You have two cups, one containing 100 g of ice at 0oC, the other containing 100 g of water at 80oC. You pour the hot water into the cup containing the ice. What do you wind up with?
A) 100 g of 0oC water and 100 g of 80oC water.
B) 50 g of 0oC ice and 50g of 0oC water.
C) 200 g of 0oC water.
D) 100 g of 0oC water.
I think the answer is D am I correct
Seems to me you ultimately need to find the total for both the mass of the H2O and the mean for temperature. You will initially find the temperature of the combination water decreasing and volume of the ice decreasing. Once out of the solid state, the liquid ice will increase in temperature the entire combination will approach the mean.
Before reaching the mean of the temperature, you will find that the temperature close to the ice will be lower than that in the liquid state water further from the ice. Close to the ice, you should expect to find 0 degrees C. What will be interesting for you to explore is how long at it will take for the transition to that mean to take place.
You have two identical substances that have similar properties except that one does not generally exist in the solid form above its freezing point. Each gram of pure 80 degree water (each ml) will need to dissipate 1 calorie of energy per degree to reach the 40 degree mean. Each gram of pure water ice will need to absorb 1 calorie per degree to for it to reach 40 degrees. Since it is not an instantaneous heat exchange, both the different parts of the combination will have different physical and thermal properties until they reach that mean.

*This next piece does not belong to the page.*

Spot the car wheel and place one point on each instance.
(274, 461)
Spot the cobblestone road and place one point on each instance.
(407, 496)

To solve this question, we need to understand the concept of heat transfer and the specific heat capacity of water and ice.
When the hot water at 80oC is poured into the cup with ice at 0oC, heat is transferred from the hot water to the ice. This heat transfer causes the ice to melt and the temperature of the water to decrease.
To find the final state after heat transfer, we can use the equation:
Q = m*c*ΔT
where Q is the heat transferred, m is the mass of the substance, c is the specific heat capacity, and ΔT is the change in temperature.
For the ice, we can assume that the specific heat capacity is 2.09 J/g°C, and for water, it is approximately 4.18 J/g°C.
The hot water loses heat and cools down while the ice melts and heats up. The heat transferred will be equal for both substances, as it is a closed system.
Let's calculate the heat transferred from the hot water to the ice:
Q_ice = m_ice * c_ice * ΔT_ice
= 100 g * 2.09 J/g°C * (0°C - (-80°C))
= 100 g * 2.09 J/g°C * 80°C
= 16,720 J
To melt the ice, the heat transferred must be sufficient to meet the heat of fusion (also known as the latent heat of fusion), which is the energy required to change a substance from solid to liquid without changing its temperature. For water, the heat of fusion is 334 J/g.
Let's calculate the heat required to melt the ice:
Q_melt = m_ice * ΔH_fusion
= 100 g * 334 J/g
= 33,400 J
Since the heat transferred (16,720 J) is less than the heat required to melt the ice (33,400 J), the ice will not entirely melt. Instead, some of the ice will melt, and the remaining ice will cool down.
Therefore, the correct answer is option B) 50 g of 0oC ice and 50 g of 0oC water.